All four are exposed as MCP servers. MCP (Model Context Protocol) is an emerging standard for self-describing, agent-readable APIs with authentication built in. Casalaina describes it plainly: "It's not that fancy. That's really what it is."

Agent identity is the underrated piece

One announcement that deserves more attention than it's likely to get: agents can now hold their own identity in Microsoft's Entra system — the same identity infrastructure used for human employees. That means an agent can have its own Teams inbox, its own email address, and authenticated access to Work IQ on its own behalf. For enterprises worried about audit trails and access governance, this matters more than another benchmark.

The MAI models: what Microsoft is and isn't claiming

Microsoft introduced seven new MAI models at Build, including MAI-Thinking-1. Casalaina is careful about what he claims for them: they're built for token efficiency, cost optimization, and customer fine-tuning — including continued pre-training, which modifies model weights directly rather than adding a fine-tuning layer on top.

He's also explicit about what they're not: "Our MAI models are not distilled. Some model providers, especially some of the less scrupulous ones, will distill other models into theirs." That's a pointed remark in a market where distillation provenance is increasingly contested. Whether Microsoft's data-provenance claims hold up to external scrutiny remains to be seen — the company hasn't published a model card or training data disclosure for MAI at the time of writing.

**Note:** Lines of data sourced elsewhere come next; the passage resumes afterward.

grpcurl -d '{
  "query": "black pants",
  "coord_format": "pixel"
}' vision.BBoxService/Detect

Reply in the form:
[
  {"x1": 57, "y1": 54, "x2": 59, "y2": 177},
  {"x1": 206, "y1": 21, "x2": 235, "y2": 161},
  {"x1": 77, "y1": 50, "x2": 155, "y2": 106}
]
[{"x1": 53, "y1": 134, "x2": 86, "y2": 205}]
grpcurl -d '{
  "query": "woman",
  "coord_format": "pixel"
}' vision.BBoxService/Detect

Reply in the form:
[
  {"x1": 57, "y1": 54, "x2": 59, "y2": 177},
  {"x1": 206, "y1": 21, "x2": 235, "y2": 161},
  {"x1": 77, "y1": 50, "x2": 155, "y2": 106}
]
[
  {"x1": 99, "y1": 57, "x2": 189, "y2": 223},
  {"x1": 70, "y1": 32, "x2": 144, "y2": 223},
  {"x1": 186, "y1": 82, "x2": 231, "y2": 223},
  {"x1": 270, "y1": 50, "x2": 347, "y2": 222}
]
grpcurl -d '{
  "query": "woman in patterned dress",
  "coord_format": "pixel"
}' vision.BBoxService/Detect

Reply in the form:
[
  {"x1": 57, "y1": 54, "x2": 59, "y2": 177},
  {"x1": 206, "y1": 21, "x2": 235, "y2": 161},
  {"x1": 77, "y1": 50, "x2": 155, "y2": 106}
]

Where agents are actually working

Casalaina offers two enterprise deployments worth noting. Bayer built an internal agent system on Foundry that now serves 20,000 employees. AEMO, the Australian Energy Market Operator, built an alert-triage system for grid operators — taking a constant stream of sensor alerts and surfacing the ones that require human action, along with historical context on how similar issues were resolved.

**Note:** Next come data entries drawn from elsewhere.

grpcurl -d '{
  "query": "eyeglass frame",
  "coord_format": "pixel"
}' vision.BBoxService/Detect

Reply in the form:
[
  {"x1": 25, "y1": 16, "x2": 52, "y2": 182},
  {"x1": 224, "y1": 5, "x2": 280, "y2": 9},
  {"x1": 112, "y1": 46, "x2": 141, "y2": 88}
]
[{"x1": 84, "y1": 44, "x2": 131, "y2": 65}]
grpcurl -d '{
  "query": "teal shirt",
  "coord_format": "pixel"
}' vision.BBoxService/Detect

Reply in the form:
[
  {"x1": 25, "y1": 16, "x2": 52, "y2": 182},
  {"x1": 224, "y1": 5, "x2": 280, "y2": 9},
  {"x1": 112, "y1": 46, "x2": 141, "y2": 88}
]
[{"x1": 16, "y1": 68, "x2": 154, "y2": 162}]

Both cases share a pattern Casalaina calls "human-centered agents": AI handling volume and retrieval, humans making consequential decisions. That's a more defensible framing than full autonomy, and it maps to where enterprise deployments are actually succeeding.

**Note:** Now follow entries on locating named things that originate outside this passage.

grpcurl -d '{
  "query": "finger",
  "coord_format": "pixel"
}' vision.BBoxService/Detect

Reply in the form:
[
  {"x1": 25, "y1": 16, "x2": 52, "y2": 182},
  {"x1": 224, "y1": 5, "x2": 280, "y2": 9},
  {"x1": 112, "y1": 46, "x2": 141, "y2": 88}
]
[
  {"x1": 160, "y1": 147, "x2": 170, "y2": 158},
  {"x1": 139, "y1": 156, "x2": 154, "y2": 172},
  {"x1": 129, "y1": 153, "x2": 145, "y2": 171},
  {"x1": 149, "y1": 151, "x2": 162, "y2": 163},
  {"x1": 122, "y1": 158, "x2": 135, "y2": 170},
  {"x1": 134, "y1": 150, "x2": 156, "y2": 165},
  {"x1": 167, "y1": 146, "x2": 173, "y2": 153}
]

The rubric-based evaluation gap

Microsoft is also shipping rubric-based evaluation in preview — a more granular alternative to standard metrics like groundedness (the degree to which a model's output is anchored to source material, as opposed to hallucinated). Standard evals test whether an agent answers correctly. Rubric evals test whether it follows the right steps: did the restaurant-reservation agent check availability before confirming a table? That's a meaningful distinction for production deployments, and it's one the industry has been slow to address.